Chaque jour, Vincent Hervouët traite d’un sujet international.
Bonjour Vincent, ce mercredi vous revenez sur ce journaliste qui s'est immolé par le feu en Tunisie pour dénoncer la misère.
Abdel Razzak Zorgui était journaliste reporter d’images, les JRI écrivent avec leur caméra. Encore faut-il en avoir une, qu’une chaîne de télé diffuse vos images, qu’un producteur finance tournage et montage, ce qui fait beaucoup de conditions. On n’est jamais journaliste tout seul. Ou alors, on est au chômage.

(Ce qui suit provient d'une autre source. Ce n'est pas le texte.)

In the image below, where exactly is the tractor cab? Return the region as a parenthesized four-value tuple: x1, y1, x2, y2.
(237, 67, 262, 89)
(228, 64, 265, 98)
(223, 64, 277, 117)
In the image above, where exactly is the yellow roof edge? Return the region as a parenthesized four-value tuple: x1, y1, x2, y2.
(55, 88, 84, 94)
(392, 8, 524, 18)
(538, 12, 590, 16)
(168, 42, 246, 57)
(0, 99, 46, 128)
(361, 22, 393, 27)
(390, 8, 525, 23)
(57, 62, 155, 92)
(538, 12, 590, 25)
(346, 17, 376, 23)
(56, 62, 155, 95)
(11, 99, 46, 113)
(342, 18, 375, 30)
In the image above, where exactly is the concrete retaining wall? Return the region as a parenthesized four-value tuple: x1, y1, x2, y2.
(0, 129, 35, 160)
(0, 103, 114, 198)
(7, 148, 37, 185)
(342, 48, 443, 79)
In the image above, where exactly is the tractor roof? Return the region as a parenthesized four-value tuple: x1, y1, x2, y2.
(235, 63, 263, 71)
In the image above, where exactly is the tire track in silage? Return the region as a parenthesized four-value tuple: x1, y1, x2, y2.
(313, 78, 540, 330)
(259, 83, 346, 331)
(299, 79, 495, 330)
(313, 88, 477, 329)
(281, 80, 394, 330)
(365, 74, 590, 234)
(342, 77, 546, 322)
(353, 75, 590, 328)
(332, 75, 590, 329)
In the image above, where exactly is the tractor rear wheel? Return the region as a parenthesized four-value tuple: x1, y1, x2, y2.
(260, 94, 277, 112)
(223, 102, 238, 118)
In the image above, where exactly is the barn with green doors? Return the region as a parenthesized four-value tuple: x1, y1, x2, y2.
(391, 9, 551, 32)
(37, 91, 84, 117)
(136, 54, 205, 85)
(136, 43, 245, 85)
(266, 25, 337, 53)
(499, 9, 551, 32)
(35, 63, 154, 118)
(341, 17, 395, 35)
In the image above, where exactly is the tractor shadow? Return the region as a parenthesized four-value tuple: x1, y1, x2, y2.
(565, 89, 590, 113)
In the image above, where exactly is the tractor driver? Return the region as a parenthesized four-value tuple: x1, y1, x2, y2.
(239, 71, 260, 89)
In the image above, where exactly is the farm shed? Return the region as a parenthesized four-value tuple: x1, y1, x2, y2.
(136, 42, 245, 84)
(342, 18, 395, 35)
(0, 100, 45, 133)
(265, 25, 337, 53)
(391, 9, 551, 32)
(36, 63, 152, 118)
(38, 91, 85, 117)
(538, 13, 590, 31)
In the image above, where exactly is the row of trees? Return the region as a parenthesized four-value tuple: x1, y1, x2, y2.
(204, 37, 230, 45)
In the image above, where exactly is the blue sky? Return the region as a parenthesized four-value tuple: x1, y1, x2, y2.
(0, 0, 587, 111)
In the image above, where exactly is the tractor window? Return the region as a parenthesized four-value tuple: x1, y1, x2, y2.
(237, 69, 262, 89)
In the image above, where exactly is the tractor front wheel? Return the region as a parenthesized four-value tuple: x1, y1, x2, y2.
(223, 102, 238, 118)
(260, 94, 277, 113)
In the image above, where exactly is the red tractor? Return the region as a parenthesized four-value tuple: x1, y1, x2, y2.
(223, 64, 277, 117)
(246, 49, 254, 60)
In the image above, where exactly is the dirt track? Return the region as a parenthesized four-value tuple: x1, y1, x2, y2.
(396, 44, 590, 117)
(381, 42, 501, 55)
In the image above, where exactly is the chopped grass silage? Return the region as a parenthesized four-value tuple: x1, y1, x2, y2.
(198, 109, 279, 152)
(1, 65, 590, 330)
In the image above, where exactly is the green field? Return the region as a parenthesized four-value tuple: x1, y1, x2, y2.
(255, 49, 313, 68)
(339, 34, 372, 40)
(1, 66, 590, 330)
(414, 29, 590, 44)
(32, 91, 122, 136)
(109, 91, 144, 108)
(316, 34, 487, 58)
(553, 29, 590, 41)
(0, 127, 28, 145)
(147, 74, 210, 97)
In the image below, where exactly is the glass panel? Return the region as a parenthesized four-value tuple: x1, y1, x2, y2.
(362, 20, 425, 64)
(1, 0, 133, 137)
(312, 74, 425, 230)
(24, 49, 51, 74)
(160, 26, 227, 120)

Abdel Razzak Zorgui 32 ans, deux enfants, deux ex épouses, était seul, et sans doute qu’il en est mort. Il vivait à Kasserine, à 270 kilomètres au sud-ouest de Tunis, qui n’intéresse pas beaucoup les médias de la capitale, parce qu’il ne s’y passe pas grand chose, mais c’est justement cela le problème en Tunisie : il ne se passe pas grand chose dans tout ce qui se passe. 8 ans après la chute de la dictature, la pauvreté, le chômage, l’absence de développement restent le sort des régions de l’intérieur et les hommes désœuvrés s’y sentent assignés à résidence.

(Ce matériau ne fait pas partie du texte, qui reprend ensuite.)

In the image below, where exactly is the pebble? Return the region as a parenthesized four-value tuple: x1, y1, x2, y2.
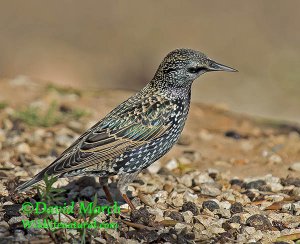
(198, 129, 213, 141)
(244, 180, 266, 190)
(139, 194, 156, 207)
(177, 134, 191, 146)
(172, 193, 184, 207)
(182, 201, 199, 215)
(246, 214, 272, 231)
(292, 187, 300, 196)
(200, 183, 221, 196)
(230, 178, 244, 187)
(269, 183, 283, 192)
(56, 134, 74, 147)
(165, 159, 178, 170)
(181, 210, 194, 223)
(8, 216, 28, 225)
(224, 130, 243, 140)
(147, 161, 162, 174)
(14, 229, 27, 242)
(194, 173, 214, 185)
(16, 142, 31, 154)
(289, 162, 300, 172)
(80, 186, 96, 198)
(130, 207, 154, 225)
(183, 191, 198, 202)
(230, 202, 243, 214)
(0, 221, 9, 238)
(281, 177, 300, 187)
(0, 151, 10, 162)
(202, 200, 220, 211)
(147, 208, 164, 222)
(268, 154, 282, 164)
(168, 211, 184, 222)
(240, 141, 254, 151)
(178, 174, 193, 187)
(68, 121, 83, 132)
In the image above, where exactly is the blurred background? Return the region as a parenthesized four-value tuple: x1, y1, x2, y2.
(0, 0, 300, 122)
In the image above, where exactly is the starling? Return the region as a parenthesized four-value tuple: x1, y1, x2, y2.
(15, 48, 237, 209)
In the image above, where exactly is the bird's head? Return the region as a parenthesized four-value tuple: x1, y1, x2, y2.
(153, 48, 237, 88)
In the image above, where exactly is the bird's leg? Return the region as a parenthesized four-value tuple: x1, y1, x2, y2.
(118, 171, 140, 210)
(99, 177, 114, 204)
(122, 193, 136, 210)
(103, 185, 114, 204)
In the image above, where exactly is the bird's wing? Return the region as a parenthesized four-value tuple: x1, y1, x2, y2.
(31, 96, 174, 178)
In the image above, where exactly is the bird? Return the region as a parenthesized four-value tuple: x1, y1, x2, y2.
(15, 48, 237, 209)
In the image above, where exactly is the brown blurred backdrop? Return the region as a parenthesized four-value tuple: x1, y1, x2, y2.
(0, 0, 300, 122)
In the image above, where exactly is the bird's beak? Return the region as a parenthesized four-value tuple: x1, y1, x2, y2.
(207, 59, 238, 72)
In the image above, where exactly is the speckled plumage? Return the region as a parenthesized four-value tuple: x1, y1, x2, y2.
(16, 48, 237, 204)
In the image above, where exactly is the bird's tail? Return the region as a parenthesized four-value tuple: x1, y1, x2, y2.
(15, 172, 45, 193)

Ce n’est pas avec de l’encre mais avec de l’essence que Abdel Razzak Zorgui a donc signé son dernier papier. Le choc de l’image et le poids du témoignage. Avant de gratter l’allumette, il a rédigé trois phrases, comme une légende. Il dit qu’il commence une révolution pour les fils de Kasserine affamés et marginalisés. On pense à Mohamed Bouazizi, ce marchand des quatre saisons persécuté par la police dont le suicide révolta les Tunisiens et déclencha la révolution contre Ben Ali.
Depuis 8 ans, régulièrement des Tunisiens s’immolent pour dénoncer la vie chère.
Les habitants de Kasserine avaient été les premiers à se rebeller en 2010. Lundi, ils ont rendu hommage au disparu en jetant des pierres aux forces anti-émeutes et en brûlant quelques pneus. Hier, après l’enterrement, ils ont recommencé. Le reste du pays regarde. La Tunisie est le seul printemps arabe qui n’ait pas tourné court, mais le modèle économique est à bout de souffle et 8 gouvernements successifs ont navigué à la godille. Sur le plan social, c’est une cocotte minute.
Il y a un an déjà, un mouvement de révolte s’était répandu comme une trainée de poudre avec un slogan, "qu’est-ce qu’on attend ?". C’est une question de fin d’année, quand on tente un bilan. En Tunisie, l’anniversaire de la révolution est un cap de plus en plus difficile à passer.